After storing the variable values, you need to extract and add them. To extract a value, enter PUSHOFF k, which pushes the value stored in address FBR+k onto the top of the stack. Once you have both values pushed, you can then add them and move the result to the rv address. Here is the code for the Java snippet, this time using relative addressing:

// Relative addressing: ADDSP 3 // allocate rv, x, y PUSHIMM 10 // push the value to store for x STOREOFF 1 // store the value 10 in x PUSHIMM 20 // push the value to store for y STOREOFF 2 // store the value 20 in y PUSHOFF 1 // retrieve the value of x PUSHOFF 2 // retrieve the value of y ADD // x+y STOREOFF 0 // store the value of x+y in rv ADDSP -2 // remove x and y from the stack STOP // halt; the return value should return 30

Note how the commands for relative addressing are similar to those for absolute addressing. Both versions work fine, but relative addressing makes it easier to implement functions.

Tasks

You may use any of the following sam-code instructions. For this first assignment, these are the only instructions that you should use.

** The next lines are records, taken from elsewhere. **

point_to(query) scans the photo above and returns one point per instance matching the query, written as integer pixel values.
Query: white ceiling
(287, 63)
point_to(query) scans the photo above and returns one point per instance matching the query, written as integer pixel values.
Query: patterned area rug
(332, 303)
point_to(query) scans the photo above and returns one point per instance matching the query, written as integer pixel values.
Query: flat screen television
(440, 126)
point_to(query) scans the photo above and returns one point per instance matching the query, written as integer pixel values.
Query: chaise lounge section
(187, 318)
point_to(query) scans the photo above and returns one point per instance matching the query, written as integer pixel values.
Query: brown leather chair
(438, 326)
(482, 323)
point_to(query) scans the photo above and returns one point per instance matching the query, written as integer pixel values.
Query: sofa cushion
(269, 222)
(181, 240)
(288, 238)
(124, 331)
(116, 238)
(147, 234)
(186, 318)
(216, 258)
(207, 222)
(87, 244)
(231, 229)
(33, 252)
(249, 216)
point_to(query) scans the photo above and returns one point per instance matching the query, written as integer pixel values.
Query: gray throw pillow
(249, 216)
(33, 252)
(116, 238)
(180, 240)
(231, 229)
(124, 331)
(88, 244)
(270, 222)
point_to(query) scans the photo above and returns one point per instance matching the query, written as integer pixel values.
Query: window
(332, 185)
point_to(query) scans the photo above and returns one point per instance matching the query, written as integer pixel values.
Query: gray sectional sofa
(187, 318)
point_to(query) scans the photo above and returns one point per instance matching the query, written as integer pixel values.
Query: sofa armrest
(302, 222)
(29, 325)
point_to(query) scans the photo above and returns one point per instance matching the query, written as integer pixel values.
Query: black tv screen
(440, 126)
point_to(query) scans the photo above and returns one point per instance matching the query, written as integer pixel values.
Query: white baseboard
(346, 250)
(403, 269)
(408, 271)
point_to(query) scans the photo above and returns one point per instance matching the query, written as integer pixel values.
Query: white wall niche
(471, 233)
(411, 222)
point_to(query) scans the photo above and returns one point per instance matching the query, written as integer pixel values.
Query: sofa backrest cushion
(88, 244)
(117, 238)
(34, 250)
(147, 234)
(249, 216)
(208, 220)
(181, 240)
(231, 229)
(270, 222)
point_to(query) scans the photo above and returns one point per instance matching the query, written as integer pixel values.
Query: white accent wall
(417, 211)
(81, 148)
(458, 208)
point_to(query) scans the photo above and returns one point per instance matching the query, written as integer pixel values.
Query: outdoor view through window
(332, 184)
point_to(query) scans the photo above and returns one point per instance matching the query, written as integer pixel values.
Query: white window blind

ALU Instructions: ADD, SUB, TIMES, DIV, NOT, OR, AND, GREATER, LESS, EQUAL

Stack Manipulation Instructions: PUSHIMM, DUP, SWAP, PUSHIND, STOREIND, PUSHOFF, STOREOFF, ADDSP

Control Instructions: STOP

In Tasks 1 and 2, the values T and F indicate logical values. Be sure to use logical operators (e.g., NOT, OR, AND) when working with logical values. The integer 0 is used to represent F and the integer 1 is used to represent T (although any nonzero value is treated as T by the logical operators).

Remember that for each task, the goal is not just to display the right answer when the code halts. The goal is to write code that matches the tasks.

Task 1: Write a simple sam-code program that does nothing but return F.

Task 2: Write a sam-code program that evaluates this Boolean expression:
¬(5 < (2*3)) or (¬ T and F).
Note that ¬ has higher precedence than 'and'; in other words, the last part should be evaluated as
((¬ T) and F) not as (¬ (T and F))

Task 3: Write a sam-code program to evaluate (1/(1+2/(1+3/(1+4/(1))))). Note that you must use DIV (integer division), not DIVF (floating-point division)..

Task 4: Write a sam-code program for the following Java snippet using only an absolute-addressing approach:

int w, x, y; x = 1; y = 4; w = x + y; y = w; return ( y <= x );

Task 5: Write a sam-code program for the code snippet in Problem 4 using only a relative-addressing approach.

Submission Guidelines

Write each task’s solution in a separate text file. For example, if we gave a Task 0, its solution file would look as follows:

// +-------------------------------------+ // | Part 1, Task 0 | // | L. Paul Chew | // | chew@cs.cornell.edu | // | 123456 | // +-------------------------------------+ // Write a program that returns 4: PUSHIMM 4 // push 4 STOP // stop execution

For this assignment, you should comment every single line of sam-code so that we know that you know what is happening.

The instructions for using the CMS (Course Management System) are reasonably straightforward. You must upload each of your four task-files separately; it should be easy to see how to do this. Make sure you correctly match your files to the tasks.

Late Policy

Late assignments receive a grade of zero. We strongly suggest checking that you have been entered into CMS. If you delay in forming a group with your partners, you may not be able to find them in time to submit your work, which can cost many points. So, form your groups early!

Grading

We will grade your assignment based on style (how well you followed our instructions, how neatly you arranged your solutions, how neatly you wrote your code, and how clear you made your comments) and correctness (how well do the programs work).